Petaka Rezim Sawit Global: Ilusi Kesejahteraan, Konflik Sosial dan Perampasan Ruang Hidup

Oleh:
Sinergy Aditya Airlangga*

 

Kontroversi terkait minyak Sawit (Palm Oil) menyeruak, melihat banyak permintaan dunia yang kemudian membuat Indonesia berbangga diri bahwa produk minyak sawit merupakan salah satu penopang ekonomi negara. Minyak sawit atau yang juga sering disebut sebagai minyak nabati, berguna untuk salah satu cairan kebutuhan barang yang digunakan sehari-hari. Dalam rilisan World Wild Life (WWF) produk sehari-hari yang merupakan turunan dari minyak kelapa sawit meliputi biodiesel, detergen, margarine, coklat, sabun, mie instan, shampo, adonan pizza, es krim, lipstik, roti kemasan dan lainnya. Indonesia merupakan negara pengekspor sawit terbesar di dunia. India dan Uni Eropa merupakan salah satu wilayah tujuan ekspor utama minyak sawit Indonesia. Ekspor ke Uni Eropa mencapai 26,4% dan 14,5% di tahun 2017 (Firdaus dan Nugroho, 2017).
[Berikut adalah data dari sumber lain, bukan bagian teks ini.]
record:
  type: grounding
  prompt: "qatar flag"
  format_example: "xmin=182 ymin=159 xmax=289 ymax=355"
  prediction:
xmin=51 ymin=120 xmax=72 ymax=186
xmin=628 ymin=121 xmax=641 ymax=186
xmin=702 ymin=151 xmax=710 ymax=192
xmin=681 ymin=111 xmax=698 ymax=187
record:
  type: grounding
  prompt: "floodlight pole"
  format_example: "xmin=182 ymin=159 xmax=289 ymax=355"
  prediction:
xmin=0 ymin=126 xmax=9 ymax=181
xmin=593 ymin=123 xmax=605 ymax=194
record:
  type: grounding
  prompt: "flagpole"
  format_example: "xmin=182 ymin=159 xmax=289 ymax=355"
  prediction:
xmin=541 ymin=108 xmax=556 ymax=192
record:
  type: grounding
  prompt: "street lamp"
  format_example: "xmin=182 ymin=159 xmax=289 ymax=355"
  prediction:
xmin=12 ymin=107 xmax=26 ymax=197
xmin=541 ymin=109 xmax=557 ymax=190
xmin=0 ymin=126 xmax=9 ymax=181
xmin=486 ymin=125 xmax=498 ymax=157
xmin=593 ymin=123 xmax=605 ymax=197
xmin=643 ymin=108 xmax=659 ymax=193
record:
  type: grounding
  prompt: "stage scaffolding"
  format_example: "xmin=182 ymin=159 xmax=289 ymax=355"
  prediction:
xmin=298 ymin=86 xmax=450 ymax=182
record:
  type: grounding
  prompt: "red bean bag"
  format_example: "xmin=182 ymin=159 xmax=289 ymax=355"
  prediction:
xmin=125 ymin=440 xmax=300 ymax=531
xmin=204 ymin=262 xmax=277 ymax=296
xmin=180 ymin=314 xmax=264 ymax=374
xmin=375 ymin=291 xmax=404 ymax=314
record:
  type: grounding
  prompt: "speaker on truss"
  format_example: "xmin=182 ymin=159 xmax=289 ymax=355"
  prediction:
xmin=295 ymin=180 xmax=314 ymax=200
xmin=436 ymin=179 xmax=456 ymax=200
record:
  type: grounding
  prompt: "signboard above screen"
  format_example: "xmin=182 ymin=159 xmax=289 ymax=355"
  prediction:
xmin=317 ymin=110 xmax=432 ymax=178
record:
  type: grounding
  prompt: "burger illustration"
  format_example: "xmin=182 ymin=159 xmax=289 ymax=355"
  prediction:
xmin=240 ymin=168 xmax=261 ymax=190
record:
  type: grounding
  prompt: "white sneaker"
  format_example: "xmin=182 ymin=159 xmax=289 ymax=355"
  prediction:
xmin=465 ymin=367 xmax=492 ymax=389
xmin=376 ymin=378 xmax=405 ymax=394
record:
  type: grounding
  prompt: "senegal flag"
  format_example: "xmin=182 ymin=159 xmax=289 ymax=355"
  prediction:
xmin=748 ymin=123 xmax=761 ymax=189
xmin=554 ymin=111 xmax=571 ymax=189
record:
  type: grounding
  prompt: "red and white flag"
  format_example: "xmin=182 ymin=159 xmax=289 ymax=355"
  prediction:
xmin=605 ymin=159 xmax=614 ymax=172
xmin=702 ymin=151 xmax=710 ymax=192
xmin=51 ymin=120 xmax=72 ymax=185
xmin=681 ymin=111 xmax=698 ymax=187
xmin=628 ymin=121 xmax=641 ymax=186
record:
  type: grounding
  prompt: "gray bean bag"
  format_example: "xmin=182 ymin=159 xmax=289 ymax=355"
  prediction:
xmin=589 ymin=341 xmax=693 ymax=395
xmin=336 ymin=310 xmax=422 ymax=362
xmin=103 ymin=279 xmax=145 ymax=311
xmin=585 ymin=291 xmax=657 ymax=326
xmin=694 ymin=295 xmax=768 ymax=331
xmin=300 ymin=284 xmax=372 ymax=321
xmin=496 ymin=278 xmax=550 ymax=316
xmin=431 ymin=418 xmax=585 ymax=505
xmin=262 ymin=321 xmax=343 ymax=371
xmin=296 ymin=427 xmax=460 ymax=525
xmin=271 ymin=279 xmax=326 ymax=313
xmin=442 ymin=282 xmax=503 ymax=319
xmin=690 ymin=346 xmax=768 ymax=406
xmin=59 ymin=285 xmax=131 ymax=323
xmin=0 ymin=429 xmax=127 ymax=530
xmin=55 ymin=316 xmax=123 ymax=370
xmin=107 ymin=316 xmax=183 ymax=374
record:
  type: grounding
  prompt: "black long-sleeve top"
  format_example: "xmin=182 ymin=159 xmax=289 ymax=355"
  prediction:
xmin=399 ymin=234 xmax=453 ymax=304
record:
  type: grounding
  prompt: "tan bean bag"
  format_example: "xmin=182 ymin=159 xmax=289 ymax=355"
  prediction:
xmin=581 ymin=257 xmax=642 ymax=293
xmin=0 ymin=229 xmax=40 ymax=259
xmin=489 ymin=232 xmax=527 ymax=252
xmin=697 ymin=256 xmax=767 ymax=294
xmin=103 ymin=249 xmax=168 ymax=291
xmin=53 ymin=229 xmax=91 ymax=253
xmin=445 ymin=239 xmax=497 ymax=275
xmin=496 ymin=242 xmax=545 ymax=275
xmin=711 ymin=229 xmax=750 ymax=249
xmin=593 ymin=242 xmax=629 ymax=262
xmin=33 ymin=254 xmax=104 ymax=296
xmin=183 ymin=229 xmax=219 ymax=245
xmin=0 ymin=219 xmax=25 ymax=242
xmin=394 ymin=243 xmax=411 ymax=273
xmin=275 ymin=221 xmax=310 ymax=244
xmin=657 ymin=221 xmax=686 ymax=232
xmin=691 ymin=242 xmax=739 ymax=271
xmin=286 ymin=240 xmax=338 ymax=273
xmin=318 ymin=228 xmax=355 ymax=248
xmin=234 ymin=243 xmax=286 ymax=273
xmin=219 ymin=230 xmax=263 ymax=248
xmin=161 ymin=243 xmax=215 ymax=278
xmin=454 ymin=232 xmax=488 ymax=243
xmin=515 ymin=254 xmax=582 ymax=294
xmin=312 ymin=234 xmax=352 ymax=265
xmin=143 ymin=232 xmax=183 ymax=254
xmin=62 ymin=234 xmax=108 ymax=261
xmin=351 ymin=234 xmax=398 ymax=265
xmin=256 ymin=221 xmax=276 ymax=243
Dapat dilihat tabel di bawah ini bahwa semakin tahun sumbangan ekspor minyak sawit di Indonesia mengalami kenaikan sejak tahun 2015 sampai tahun 2017.

Gambar 1
Destinasi Ekspor Sawit Indonesia 10 Negara Utama Tahun 2018
(Sumber: International Trade Center)

 

Gambar 2
Persebaran Sawit Global
(Sumber: FAO ed Tirto.id)

Sementara itu, dalam data International Trade Center (ITC) di atas, Bangladesh merupakan importir paling sedikit minyak sawit dari Indonesia. Malaysia dan Indonesia menjadi dua negara penghasil minyak sawit terbesar, dengan total masing-masing perkebunan seluas 3,6 juta dan 4,1 juta hektar pada tahun 2008. Dilansir Kata Data, tahun 2018 lalu Indonesia memiliki perkebunan sawit dengan luas mencapai 14,03 juta hektare, yang sebagian besar dimiliki pengusaha sekitar 59%. Sisanya dimiliki petani 40% dan perkebunan negara 1% (Kamaludin, 2018). Daerah Kalimantan dan Sumatera adalah dua pulau yang menyumbangkan 96% dari produksi minyak sawit Indonesia (Tirto.id, 2016). Badan Pangan dan Pertanian Perserikatan Bangsa-bangsa (FAO-UN), mencatat bahwa lahan budidaya kelapa sawit di seluruh dunia mengalami perluasan besar-besaran, dari 3,6 juta hektar menjadi 13,2 juta hektar, dalam rentang 1961 hingga 2006. Hal tersebut menunjukkan bahwa, perluasan besar-besaran atas produksi minyak sawit sedang masif terjadi beberapa dekade belakangan, termasuk Indonesia.

Gambar 3
Perkembangan, Alih Fungsi, dan Pesebaran Lahan Sawit Nasional
(Sumber: Ditjenbun Kementrian Pertanian)

 

Status lahan perkebunan sawit yang tersebar di seluruh Indonesia terbagi menjadi empat; Perkebunan Rakyat, Besar Negara, Besar Swasta Nasional dan Besar Swasta Asing. Secara total status perkebunan gabungan terus meningkat. Pada 2013 luasnya mencapai 10.465.020 hektar, pada 2014 seluas 10.956.231 hektar dan 2015 mencapai luas 11.444.808 hektar (Firman, 2016). Namun, perlu dilihat sisi lain dari keberadaan kebun kelapa sawit. Sebagai produsen kelapa sawit terbesar di dunia, Indonesia harus membayar mahal dengan berkurangnya luas hutan dan pula dampaknya pada habitat satwa liar.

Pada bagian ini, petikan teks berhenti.